Zian H. Tseng, M.D., from the University of California in San Francisco, and colleagues identified all incident deaths attributed to out-of-hospital cardiac arrest (patients between 18 and 90 years of age in San Francisco County) based on autopsy, toxicology, and histology via medical examiner surveillance of consecutive out-of-hospital deaths. Deaths were assessed using World Health Organization (WHO) criteria for sudden cardiac death (SCD), and death certificates were reviewed for missed cases of SCD.
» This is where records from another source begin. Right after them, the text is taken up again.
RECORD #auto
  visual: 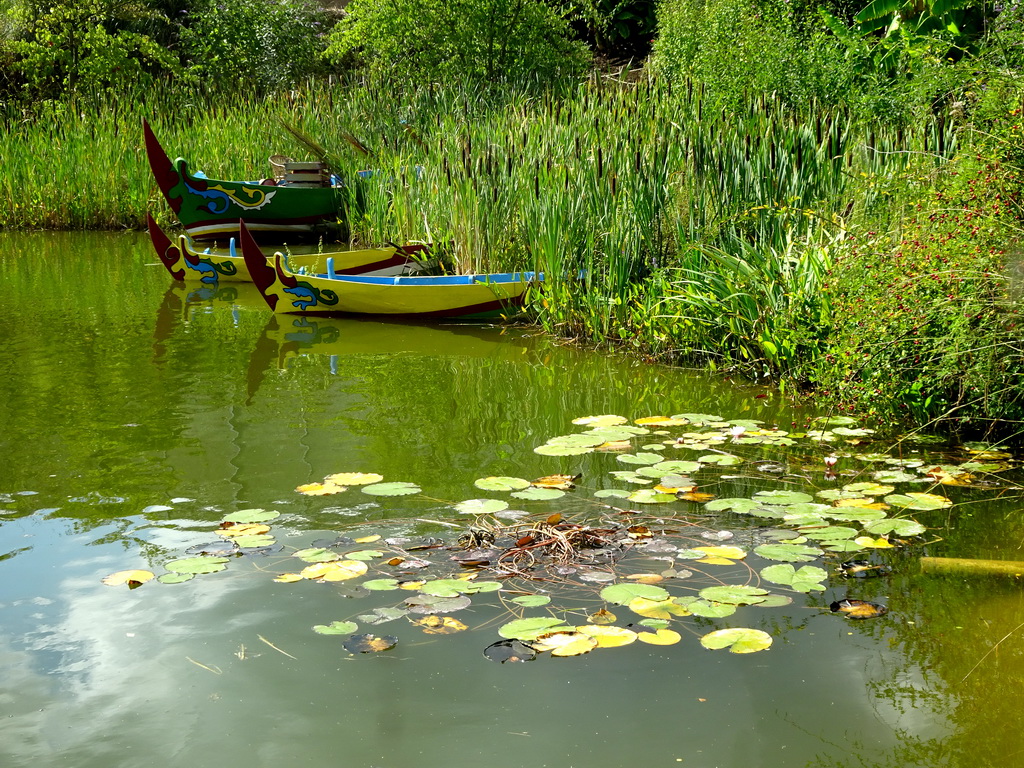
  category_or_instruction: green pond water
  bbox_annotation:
[0,233,1024,768]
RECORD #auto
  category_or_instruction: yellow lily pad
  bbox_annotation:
[853,536,896,549]
[301,560,368,582]
[577,624,637,648]
[530,632,597,656]
[413,615,469,635]
[295,482,348,496]
[103,570,154,589]
[637,630,683,645]
[324,472,384,485]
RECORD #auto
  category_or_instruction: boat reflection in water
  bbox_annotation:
[247,314,529,397]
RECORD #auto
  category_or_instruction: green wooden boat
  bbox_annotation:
[142,120,348,243]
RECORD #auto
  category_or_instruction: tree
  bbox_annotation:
[327,0,588,82]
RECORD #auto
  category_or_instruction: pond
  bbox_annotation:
[0,233,1024,768]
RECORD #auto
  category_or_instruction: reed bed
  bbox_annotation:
[0,77,956,374]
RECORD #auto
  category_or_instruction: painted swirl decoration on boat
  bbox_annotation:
[285,281,338,310]
[183,176,278,213]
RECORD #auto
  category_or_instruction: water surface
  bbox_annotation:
[0,233,1024,768]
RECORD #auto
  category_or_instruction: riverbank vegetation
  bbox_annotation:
[0,0,1024,432]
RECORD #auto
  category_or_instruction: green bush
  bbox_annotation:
[180,0,330,91]
[328,0,588,84]
[815,89,1024,430]
[4,0,177,100]
[651,0,853,105]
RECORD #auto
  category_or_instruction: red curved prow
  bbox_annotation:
[145,213,185,281]
[142,118,181,213]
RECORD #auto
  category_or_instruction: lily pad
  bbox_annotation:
[342,635,398,653]
[754,544,821,562]
[324,472,384,485]
[754,489,814,505]
[406,595,473,614]
[548,433,605,449]
[800,525,858,544]
[157,573,196,584]
[864,517,927,536]
[301,560,368,582]
[361,579,398,592]
[615,454,663,471]
[594,488,630,499]
[828,598,889,621]
[345,549,384,560]
[164,557,227,584]
[705,499,761,515]
[824,507,886,522]
[761,563,828,592]
[534,442,600,456]
[692,547,746,565]
[313,622,359,635]
[871,469,918,483]
[628,597,692,618]
[575,624,637,648]
[420,579,502,597]
[601,584,670,605]
[361,482,421,496]
[483,640,537,664]
[473,477,529,490]
[637,630,683,645]
[455,499,509,515]
[530,630,597,656]
[608,470,654,485]
[651,460,700,475]
[413,614,469,635]
[498,616,573,642]
[700,589,770,605]
[886,494,953,511]
[295,547,341,562]
[510,595,551,608]
[512,486,565,502]
[223,509,281,523]
[627,488,676,504]
[356,606,409,625]
[572,414,629,427]
[677,595,737,618]
[700,627,772,653]
[102,569,156,589]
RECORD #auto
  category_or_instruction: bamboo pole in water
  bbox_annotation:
[921,557,1024,577]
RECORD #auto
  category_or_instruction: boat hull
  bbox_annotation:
[146,215,427,285]
[142,120,347,243]
[240,223,540,319]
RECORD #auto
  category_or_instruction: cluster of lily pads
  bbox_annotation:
[104,414,1012,662]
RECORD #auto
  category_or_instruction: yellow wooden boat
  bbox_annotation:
[239,219,542,319]
[146,214,428,285]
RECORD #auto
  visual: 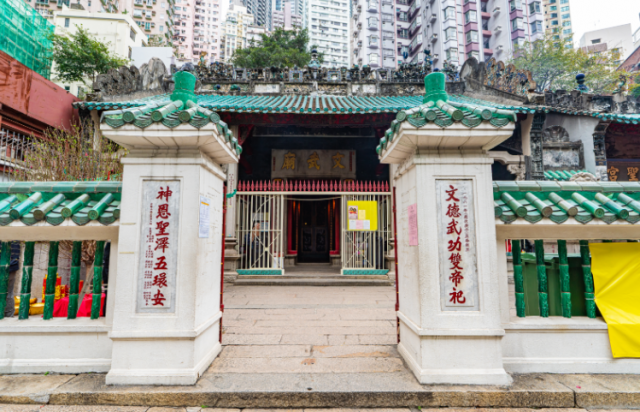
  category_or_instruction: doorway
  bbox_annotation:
[298,200,330,263]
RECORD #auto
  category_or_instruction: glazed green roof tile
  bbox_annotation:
[493,181,640,224]
[0,181,122,226]
[376,72,517,155]
[544,170,589,181]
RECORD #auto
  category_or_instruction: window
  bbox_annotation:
[511,17,524,31]
[444,48,458,61]
[444,7,456,20]
[444,27,456,40]
[531,21,542,34]
[464,10,478,24]
[467,30,478,43]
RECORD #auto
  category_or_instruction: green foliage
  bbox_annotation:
[51,25,128,84]
[231,28,324,69]
[510,33,626,94]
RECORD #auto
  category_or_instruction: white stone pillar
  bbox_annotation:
[379,73,516,385]
[100,72,241,385]
[106,151,230,385]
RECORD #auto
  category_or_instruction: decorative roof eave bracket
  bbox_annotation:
[380,122,515,164]
[100,123,240,164]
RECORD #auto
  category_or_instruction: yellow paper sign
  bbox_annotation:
[589,243,640,358]
[347,200,378,232]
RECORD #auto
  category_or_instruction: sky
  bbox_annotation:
[571,0,640,44]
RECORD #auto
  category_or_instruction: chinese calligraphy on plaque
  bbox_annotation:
[137,180,180,313]
[271,149,356,179]
[436,180,478,310]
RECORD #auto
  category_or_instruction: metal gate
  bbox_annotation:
[341,193,393,275]
[236,193,285,275]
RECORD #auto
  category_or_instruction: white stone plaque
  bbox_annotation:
[136,180,180,313]
[436,180,479,311]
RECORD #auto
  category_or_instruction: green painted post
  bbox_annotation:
[42,241,60,320]
[558,240,571,318]
[580,240,596,318]
[18,242,36,320]
[67,242,82,319]
[511,240,525,318]
[535,240,549,318]
[0,242,11,319]
[91,240,104,319]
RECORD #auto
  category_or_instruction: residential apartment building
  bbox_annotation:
[242,0,273,31]
[271,0,302,30]
[396,0,544,69]
[303,0,350,68]
[52,6,147,97]
[173,0,221,63]
[351,0,396,69]
[579,23,635,64]
[542,0,573,41]
[220,0,254,63]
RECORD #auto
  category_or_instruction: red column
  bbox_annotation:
[287,200,293,253]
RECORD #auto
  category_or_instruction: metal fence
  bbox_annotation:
[236,193,285,275]
[0,129,33,182]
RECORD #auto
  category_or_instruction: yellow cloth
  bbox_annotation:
[589,243,640,358]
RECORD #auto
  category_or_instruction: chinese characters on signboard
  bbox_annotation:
[436,180,478,310]
[271,150,356,179]
[137,180,180,313]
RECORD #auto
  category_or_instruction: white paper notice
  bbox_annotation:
[198,196,211,238]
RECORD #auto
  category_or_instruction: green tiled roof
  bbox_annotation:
[376,72,517,155]
[544,170,589,181]
[0,182,122,226]
[493,181,640,223]
[101,72,242,155]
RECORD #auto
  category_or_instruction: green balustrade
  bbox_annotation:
[558,240,571,318]
[0,242,11,319]
[18,242,36,320]
[43,242,60,320]
[67,242,82,319]
[580,240,596,318]
[91,240,104,319]
[535,240,549,318]
[511,240,525,318]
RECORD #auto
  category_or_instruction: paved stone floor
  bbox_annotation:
[209,286,404,374]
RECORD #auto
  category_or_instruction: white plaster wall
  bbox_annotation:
[542,113,600,174]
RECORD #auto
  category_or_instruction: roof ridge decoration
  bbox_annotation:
[376,72,517,155]
[493,181,640,224]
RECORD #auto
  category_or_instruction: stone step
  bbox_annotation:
[0,372,640,412]
[233,275,393,286]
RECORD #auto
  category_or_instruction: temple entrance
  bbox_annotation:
[297,200,330,263]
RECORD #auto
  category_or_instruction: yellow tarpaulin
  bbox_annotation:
[589,243,640,358]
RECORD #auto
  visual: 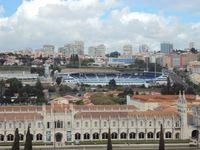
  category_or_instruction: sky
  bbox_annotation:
[0,0,200,52]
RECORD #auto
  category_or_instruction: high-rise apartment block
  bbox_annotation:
[160,42,173,53]
[189,42,195,49]
[88,46,96,57]
[123,44,133,56]
[96,44,106,56]
[139,44,149,53]
[88,44,106,57]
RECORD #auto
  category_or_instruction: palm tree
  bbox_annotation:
[159,124,165,150]
[12,128,19,150]
[24,127,32,150]
[107,127,112,150]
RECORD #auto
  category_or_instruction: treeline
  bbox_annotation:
[160,77,196,95]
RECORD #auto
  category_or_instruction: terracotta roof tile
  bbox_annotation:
[75,110,178,118]
[0,112,43,120]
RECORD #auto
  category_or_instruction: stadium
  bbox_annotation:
[57,70,167,87]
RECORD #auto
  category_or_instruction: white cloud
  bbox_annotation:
[0,0,200,50]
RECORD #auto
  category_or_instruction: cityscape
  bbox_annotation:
[0,0,200,150]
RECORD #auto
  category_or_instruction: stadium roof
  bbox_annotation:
[61,68,119,73]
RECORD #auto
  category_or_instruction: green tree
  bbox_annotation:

The researchers identified 12,671 unattended deaths that were reported to the medical examiner, of which 912 were out-of-hospital cardiac arrest deaths. In addition, there were 89 WHO-defined SCDs that occurred within three weeks of active medical care with the death certificate signed by the attending physician that were ineligible for autopsy. Black men had the highest WHO-defined SCD incidence. Of the 525 WHO-defined SCDs, 57 percent had no cardiac history. Only 55.8 percent of SCDs were autopsy-defined sudden arrhythmic deaths. The vast majority of autopsy-defined sudden arrhythmic deaths (98 percent) had structural cardiac disease. Leading causes of death were coronary disease (32 percent), occult overdose (13.5 percent), cardiomyopathy (10 percent), cardiac hypertrophy (8 percent), and neurological (5.5 percent).
“These findings have implications for the accuracy of SCDs as defined by WHO criteria or emergency medical services records in aggregate mortality data, clinical trials, and cohort studies,” the authors write.
Several authors disclosed financial ties to the medical device industry.